NEW NUMERICAL TOOL FOR INVERSE AND FORWARD MODELING OF COMPLEX GEOLOGICAL STRUCTURES: APPLICATION TO THE ANALYSIS OF A SANDBOX EXPERIMENT

We present a new geomechanical computer tool based on the finite element technique, which simulates the behavior of complex geological structures such as folded and faulted rock. The model undergoes infinitesimal or finite linear elastic deformation and is composed of a heterogeneous, anisotropic medium. Inelastic deformation is accommodated by discontinuities (faults and fractures). Applications of this new tool include the forward analysis of tectonic folding and faulting in sedimentary basins and mechanically-based 2D and 3D structural restoration.

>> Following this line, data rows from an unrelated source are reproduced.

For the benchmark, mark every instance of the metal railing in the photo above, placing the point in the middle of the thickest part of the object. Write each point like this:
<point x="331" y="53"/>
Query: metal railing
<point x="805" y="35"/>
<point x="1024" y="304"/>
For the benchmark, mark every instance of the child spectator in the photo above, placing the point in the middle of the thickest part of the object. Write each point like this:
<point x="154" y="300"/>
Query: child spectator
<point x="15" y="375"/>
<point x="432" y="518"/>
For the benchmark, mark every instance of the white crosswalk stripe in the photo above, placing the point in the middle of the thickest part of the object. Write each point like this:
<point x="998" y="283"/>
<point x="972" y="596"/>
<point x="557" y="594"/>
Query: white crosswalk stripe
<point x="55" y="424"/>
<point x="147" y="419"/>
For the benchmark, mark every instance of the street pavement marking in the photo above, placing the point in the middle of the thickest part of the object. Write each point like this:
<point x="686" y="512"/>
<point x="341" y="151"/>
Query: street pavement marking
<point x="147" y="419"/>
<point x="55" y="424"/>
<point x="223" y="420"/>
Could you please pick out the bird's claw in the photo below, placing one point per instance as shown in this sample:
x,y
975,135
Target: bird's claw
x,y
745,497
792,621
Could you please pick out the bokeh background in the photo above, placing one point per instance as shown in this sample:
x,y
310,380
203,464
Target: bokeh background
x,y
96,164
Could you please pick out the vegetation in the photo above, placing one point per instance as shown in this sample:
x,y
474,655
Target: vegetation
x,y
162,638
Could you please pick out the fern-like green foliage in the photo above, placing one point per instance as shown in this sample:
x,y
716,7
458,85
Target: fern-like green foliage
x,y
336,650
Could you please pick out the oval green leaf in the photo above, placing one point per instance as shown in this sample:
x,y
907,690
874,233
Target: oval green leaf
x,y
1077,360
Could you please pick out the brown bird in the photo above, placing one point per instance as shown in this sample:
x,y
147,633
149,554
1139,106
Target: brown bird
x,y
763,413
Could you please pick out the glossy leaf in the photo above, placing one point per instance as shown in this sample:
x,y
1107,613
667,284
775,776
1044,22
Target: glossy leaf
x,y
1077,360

To demonstrate the capability of the new tool we analyzed fault development in the hanging wall of a syn-sedimentary listric normal fault. Because the complete deformation history is known, an example was taken from one of the sandbox experiments carried out by McClay (1990). A model of the final deformed stage of this analogue model was created and restored sequentially by removing the upper sedimentary layers one by one. The top of the next upper sedimentary layer was constrained to be horizontal while the base of the model was constrained to follow the shape of the listric basal fault. The faults were constrained to stay in contact and for simplicity to have zero friction. The elastic properties were homogeneous throughout the model. For each step the faults were free to accommodate any slip until the model equilibrated (SF=0) and the elastic deformations were minimized. We mapped the picture of the final stage of the sandbox experiment onto the numerical model grid in order to follow the deformation of the layers during each step of the restoration. The model also was analyzed in a forward sense in order to sequentially investigate the development of the faults in the hanging wall of the basal listric fault. The chronology of the numerical fault development is compared to the chronology inferred from the analysis of sedimentation thickness variations and both fault geometry and slip distribution are described.

The numerical model corresponds well to the physical model and provides additional insights about the physics of the process and quantitative values of physical parameters. We conclude that this tool has significant potential for analyzing physical models and natural examples of complex geological structures.